When a new home is built, builders choose the foundation system based on the most important factor – the soil condition.


Strong grounds usually allow for shallow foundations but poor soil may require deeper foundations.

Poured Concrete

This is the most commonly used residential foundation type today. A concrete slab foundation is a level mat of concrete a few inches thick usually placed on a bed of gravel to facilitate drainage. It has deeper beams around the edges.

This type of foundation is applicable to locations that do not experience extreme freezing temperatures during winter season. Pouring a concrete slab is fast and straightforward, and a modicum of steel reinforcement is used to strengthen them.

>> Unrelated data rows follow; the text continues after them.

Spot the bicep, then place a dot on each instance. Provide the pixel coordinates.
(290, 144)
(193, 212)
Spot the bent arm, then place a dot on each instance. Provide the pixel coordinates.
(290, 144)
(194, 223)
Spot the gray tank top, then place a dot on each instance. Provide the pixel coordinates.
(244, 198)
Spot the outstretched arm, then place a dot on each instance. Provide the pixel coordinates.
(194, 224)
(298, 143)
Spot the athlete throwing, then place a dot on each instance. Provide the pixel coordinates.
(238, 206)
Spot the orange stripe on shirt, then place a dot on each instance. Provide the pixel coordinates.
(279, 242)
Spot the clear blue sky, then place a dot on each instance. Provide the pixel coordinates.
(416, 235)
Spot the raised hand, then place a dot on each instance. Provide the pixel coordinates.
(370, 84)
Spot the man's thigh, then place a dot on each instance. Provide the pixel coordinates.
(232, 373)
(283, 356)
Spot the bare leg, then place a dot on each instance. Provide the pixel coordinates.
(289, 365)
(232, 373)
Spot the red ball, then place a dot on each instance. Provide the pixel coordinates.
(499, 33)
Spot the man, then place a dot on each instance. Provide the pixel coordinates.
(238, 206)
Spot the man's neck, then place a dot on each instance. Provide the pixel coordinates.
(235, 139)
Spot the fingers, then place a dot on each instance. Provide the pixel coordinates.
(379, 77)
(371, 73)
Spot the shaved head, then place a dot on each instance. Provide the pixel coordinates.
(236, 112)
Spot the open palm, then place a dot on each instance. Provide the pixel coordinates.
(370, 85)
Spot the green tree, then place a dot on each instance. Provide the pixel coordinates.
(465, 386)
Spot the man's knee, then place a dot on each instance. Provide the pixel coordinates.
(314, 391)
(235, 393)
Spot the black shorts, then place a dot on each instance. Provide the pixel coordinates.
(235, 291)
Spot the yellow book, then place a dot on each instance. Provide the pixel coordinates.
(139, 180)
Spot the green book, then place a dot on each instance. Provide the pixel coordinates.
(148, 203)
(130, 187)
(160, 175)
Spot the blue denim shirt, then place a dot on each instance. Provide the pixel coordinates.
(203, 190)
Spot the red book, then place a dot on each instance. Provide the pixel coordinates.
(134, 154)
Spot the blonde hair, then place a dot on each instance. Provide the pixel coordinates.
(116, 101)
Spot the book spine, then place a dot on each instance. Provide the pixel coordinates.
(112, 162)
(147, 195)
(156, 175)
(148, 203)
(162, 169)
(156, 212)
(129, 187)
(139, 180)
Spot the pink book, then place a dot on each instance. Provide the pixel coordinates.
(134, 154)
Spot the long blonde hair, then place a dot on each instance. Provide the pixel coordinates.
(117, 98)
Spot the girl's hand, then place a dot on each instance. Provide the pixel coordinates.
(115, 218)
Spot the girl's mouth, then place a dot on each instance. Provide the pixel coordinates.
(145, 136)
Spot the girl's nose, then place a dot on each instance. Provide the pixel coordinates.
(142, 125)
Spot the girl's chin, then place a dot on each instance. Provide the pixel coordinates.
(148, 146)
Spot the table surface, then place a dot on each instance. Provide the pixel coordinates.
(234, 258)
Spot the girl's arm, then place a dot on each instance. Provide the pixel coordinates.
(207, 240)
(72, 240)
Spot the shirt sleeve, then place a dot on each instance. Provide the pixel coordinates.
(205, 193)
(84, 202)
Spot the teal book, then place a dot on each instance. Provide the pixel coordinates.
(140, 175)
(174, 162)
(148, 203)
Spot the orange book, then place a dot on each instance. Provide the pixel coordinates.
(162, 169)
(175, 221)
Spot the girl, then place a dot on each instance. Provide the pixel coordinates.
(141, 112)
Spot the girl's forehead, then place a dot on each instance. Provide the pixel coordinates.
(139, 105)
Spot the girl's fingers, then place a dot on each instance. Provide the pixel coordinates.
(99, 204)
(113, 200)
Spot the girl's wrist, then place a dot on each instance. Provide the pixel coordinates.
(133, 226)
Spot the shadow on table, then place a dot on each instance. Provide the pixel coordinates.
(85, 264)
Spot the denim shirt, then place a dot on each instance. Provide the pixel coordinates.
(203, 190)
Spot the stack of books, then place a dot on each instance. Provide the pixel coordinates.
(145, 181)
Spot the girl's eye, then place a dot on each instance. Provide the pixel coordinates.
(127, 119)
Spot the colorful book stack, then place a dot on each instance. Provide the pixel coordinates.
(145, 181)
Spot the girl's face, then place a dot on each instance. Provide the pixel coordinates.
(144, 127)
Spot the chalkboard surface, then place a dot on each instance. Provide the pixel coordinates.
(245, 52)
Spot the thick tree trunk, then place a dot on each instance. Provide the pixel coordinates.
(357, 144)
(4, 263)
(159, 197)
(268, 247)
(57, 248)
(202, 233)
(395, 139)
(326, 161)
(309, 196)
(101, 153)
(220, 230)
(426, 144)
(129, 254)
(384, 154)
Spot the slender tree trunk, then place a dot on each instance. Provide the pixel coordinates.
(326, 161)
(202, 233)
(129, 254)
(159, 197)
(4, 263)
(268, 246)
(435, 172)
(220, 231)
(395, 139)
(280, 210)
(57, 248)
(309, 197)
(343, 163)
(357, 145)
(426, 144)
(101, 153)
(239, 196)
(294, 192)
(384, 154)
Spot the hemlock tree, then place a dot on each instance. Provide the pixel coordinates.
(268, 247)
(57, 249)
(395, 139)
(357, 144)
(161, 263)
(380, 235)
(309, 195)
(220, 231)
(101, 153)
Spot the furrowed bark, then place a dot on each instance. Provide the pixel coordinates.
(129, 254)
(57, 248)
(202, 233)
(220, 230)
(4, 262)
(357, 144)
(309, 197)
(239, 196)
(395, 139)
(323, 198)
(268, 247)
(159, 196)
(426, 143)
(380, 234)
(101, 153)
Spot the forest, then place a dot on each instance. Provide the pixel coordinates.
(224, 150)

Stability. It provides the home with increased support and firmness.
Protection for valuables. It is more water- and fire-resistant than other foundation types.
Thermal Conduction. It stores the heat of the day and releases it gradually at night when it is cooler.

Frost-Resistant Foundation

In cold climates like in the Nordic countries such as in Finland, Norway, and Sweden, ordinary slab foundation cannot be used on its own because it is susceptible to frost damage. An extra step is taken to preserve the foundation from temperature extremes – that is, adding concrete footings with insulation.

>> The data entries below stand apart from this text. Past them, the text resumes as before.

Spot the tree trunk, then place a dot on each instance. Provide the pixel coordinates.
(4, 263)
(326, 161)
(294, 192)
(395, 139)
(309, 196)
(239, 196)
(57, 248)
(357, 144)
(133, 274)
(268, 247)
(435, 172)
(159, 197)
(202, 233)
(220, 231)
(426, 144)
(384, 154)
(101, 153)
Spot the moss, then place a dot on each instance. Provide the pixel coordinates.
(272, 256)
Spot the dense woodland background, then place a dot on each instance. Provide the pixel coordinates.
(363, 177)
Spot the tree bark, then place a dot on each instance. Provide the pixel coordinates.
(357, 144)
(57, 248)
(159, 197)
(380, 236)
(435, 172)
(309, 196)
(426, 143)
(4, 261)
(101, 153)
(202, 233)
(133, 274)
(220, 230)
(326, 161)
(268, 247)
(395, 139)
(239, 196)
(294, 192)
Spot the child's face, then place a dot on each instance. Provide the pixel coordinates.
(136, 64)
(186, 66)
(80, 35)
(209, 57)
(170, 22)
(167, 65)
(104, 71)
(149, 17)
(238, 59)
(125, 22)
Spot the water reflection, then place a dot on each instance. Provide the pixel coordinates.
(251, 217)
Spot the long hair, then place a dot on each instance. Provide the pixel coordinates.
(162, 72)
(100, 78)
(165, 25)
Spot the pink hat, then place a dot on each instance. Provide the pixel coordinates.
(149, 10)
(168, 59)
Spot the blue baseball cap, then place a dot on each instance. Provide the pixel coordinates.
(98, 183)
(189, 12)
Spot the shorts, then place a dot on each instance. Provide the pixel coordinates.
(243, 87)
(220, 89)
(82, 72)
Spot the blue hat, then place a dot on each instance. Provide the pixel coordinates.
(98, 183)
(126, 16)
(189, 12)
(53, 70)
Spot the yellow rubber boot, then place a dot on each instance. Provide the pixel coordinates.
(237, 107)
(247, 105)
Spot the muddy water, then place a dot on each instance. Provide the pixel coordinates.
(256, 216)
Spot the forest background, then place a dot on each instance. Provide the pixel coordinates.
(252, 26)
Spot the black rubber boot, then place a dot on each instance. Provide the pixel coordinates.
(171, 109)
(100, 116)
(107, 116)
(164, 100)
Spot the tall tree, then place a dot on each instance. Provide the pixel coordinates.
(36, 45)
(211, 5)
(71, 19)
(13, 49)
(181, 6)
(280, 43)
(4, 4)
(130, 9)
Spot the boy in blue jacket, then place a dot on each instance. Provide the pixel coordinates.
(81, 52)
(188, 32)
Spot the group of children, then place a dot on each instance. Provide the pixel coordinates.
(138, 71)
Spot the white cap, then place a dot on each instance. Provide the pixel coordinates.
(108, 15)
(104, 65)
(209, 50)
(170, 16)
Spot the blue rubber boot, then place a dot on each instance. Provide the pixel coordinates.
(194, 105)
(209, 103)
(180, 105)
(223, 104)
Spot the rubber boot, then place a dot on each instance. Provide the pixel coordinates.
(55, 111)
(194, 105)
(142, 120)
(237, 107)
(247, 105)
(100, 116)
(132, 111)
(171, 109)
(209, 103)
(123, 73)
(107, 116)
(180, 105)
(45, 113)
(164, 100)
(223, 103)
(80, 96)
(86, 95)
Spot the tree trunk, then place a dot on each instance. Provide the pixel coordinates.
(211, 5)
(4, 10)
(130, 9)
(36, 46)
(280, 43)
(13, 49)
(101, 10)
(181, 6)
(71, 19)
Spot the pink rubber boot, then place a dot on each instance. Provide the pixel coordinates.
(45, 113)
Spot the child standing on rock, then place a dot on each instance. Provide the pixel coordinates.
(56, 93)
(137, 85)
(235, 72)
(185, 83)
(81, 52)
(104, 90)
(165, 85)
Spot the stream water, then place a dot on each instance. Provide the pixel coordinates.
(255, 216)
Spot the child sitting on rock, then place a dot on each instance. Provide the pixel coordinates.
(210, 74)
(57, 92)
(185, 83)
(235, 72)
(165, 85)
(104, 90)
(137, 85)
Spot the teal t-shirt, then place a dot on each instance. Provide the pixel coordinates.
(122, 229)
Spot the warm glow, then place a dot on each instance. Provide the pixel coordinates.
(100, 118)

The frost-protected shallow foundation (FPSF) is a typical slab foundation that will resist frost damage because it has insulated concrete. With this kind of foundation, there is minimal heat loss and the heat goes directly to the foundation soil. It also allows moisture to project outward, which decreases the chances of premature foundation breakdown.


  • Adjustable foundation supports
  • Non-frost susceptible fills and drainage
  • Mat or reinforced structural slab foundations have increased resistance to frost heave

Permanent Wood

In the 1960s, the technology that will allow for durable, reliable wooden foundations becomes readily available for homeowners. Special preservatives are used to treat wooden lumber and plywood, allowing it to become a light-weight, high-strength foundation material that can resist moisture and other forms of damage.

Installation of permanent wooden foundation can be done quickly. Plus, it has an easy insulating feature allows it to be practical for constructing sub-surface living spaces such as basements, crawlspaces and even sheds.


Structurally Strong. It is designed to absorb and distribute the stress brought by earth, wind, seismic activities.
Long Lifespan. Whether installed in a level or a sloping site, it has a lifespan of well over 100 years.

Raised Foundations

Raised foundations are the go-to solution for regions prone to flooding and in coastal areas as well. They are built above the surrounding earth, designed to provide the support a home needs in that condition and for high moisture resistance against the weather elements.

There are two main categories: stem wall and pier-and-beam. In a stem wall foundation, continuous masonry chain walls are vertically constructed on the foundation. In pier-and-beam foundations, the foundation is supported by continuous, reinforced-concrete spread footings or individual, reinforced-concrete pad footings which take the load of the home above.


Reduced flood risk. It raises your home’s foundation at or above base flood elevation.
Pest control. Most pests are ground dwellers and it provides protection against pest infestation.
Natural insulation. It isolates the home from potential moisture problems.